А врач-психиатр Акимычев Роберт Иванович изо всех сил старался проникнуть в загадку болезни Лизы. Конечно, он подробно расспрашивал ее о детстве, о юности и вообще о всей ее жизни. Просил и даже требовал (мягко, но с профессиональной настойчивостью), чтобы она ничего не скрывала, ибо это ей лишь повредит.
Что ж, Лиза не противилась, она доверяла этому человеку. Он слушал ее, делал какие-то пометки.

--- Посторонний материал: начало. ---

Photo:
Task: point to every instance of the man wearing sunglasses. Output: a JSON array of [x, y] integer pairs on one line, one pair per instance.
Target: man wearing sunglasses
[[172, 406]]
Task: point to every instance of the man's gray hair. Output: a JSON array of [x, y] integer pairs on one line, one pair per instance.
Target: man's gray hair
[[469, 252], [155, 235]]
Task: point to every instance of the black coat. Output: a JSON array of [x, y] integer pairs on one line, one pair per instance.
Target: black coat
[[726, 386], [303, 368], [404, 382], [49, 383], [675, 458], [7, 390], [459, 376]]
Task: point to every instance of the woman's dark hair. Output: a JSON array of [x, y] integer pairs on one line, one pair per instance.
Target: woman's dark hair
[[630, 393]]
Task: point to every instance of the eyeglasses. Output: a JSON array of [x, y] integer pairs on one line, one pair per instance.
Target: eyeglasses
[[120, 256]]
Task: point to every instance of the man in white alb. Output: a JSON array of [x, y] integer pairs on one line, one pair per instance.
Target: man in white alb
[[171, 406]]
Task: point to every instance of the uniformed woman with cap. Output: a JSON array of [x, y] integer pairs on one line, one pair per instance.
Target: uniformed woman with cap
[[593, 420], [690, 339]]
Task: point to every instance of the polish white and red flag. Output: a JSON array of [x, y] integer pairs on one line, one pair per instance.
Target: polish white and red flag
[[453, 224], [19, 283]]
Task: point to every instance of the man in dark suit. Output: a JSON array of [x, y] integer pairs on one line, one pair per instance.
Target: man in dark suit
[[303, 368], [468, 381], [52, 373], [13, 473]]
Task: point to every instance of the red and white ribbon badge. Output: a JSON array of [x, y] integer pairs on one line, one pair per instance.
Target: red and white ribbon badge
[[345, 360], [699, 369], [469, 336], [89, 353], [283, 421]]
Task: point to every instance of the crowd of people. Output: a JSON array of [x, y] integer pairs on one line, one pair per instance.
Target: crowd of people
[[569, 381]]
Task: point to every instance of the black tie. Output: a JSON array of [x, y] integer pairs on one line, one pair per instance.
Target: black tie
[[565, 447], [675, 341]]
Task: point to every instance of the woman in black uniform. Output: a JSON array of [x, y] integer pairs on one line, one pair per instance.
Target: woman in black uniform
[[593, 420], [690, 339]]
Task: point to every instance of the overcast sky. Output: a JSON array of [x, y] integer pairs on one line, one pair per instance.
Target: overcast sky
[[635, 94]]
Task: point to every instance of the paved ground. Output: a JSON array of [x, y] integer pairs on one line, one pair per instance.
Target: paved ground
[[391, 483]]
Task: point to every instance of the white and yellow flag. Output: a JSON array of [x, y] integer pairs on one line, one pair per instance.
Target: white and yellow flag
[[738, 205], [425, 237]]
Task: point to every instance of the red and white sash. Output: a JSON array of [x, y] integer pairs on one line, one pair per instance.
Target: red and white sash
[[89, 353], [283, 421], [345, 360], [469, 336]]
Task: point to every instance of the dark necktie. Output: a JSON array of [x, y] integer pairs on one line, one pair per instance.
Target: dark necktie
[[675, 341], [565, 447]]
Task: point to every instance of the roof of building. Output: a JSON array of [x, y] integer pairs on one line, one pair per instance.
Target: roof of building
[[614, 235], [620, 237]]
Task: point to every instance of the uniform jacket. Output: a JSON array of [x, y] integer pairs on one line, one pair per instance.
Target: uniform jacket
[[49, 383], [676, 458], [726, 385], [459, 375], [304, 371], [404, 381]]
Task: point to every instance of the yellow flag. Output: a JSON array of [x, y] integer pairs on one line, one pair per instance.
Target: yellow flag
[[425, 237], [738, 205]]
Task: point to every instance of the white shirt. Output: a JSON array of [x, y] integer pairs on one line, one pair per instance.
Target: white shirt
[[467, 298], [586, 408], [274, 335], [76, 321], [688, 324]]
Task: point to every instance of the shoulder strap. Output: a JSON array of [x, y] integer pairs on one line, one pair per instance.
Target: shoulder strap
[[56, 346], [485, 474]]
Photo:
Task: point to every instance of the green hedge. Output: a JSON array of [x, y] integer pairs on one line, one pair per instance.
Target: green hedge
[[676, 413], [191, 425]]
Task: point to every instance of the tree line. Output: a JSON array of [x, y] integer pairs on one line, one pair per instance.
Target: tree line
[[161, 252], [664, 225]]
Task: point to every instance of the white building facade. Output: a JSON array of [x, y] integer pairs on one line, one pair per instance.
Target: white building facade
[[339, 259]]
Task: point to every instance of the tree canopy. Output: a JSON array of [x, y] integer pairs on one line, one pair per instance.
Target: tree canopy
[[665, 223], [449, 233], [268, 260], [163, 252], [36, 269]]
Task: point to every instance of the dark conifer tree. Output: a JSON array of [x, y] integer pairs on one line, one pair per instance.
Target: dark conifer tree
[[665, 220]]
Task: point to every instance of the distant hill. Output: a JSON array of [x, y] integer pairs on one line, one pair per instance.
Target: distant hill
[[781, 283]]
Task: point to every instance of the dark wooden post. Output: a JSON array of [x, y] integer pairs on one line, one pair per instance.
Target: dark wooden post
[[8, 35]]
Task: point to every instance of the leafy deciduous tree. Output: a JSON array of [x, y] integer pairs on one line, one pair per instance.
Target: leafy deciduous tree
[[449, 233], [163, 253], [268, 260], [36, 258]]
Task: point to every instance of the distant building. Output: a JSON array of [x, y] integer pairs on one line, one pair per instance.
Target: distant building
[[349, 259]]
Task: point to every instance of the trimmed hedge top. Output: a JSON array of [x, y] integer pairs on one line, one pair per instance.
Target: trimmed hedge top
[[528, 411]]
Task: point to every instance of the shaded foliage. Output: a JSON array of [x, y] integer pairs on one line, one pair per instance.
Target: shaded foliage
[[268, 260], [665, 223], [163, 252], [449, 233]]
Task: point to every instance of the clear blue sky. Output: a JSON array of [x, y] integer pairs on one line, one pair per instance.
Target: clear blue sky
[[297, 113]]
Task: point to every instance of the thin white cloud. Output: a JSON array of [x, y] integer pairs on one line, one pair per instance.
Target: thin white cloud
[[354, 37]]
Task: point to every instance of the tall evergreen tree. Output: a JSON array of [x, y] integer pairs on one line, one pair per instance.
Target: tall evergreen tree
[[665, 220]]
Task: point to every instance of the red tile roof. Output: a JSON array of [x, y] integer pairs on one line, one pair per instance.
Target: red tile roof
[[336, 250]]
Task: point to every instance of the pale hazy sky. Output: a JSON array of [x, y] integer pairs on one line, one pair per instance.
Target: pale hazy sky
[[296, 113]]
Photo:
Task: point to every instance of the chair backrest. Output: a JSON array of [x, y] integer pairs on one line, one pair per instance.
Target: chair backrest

Да и что она могла скрывать, если практически ничего не помнила, а о себе рассказывала со слов других людей!
Правда, возникали иногда туманные картины: вот она видит какой-то лес, она с кем-то идет, она девочка совсем, она выходит к реке, бежит к воде, жарко, хочется как можно быстрее искупаться, всплеск — и жуткий холод, это омут тут такой, говорят ей, здесь всегда холодная вода, а на дне вообще лед лежит и никогда не тает, а под корягой спрятался огромный сом, который уже троих детей утянул и съел. Лиза визжит от страха и выскакивает на берег…
— Очень хорошо! — восторгался Акимычев. — Какие мощные образы! Бездонный таинственный омут. Таинственный лед на дне. Таинственный сом, который скорее всего выдумка. Детский страх, навсегда оставшийся в подсознании. Замечательно! Вы боитесь воды?
— Нет. И хорошо плаваю.
— Ага! Вспомнили! Откуда вы знаете, что хорошо плаваете? Вспомнили? Вспомнили?
— Нет. Мне успели рассказать, что я люблю плавать. В бассейн ходила раньше, потом некогда стало.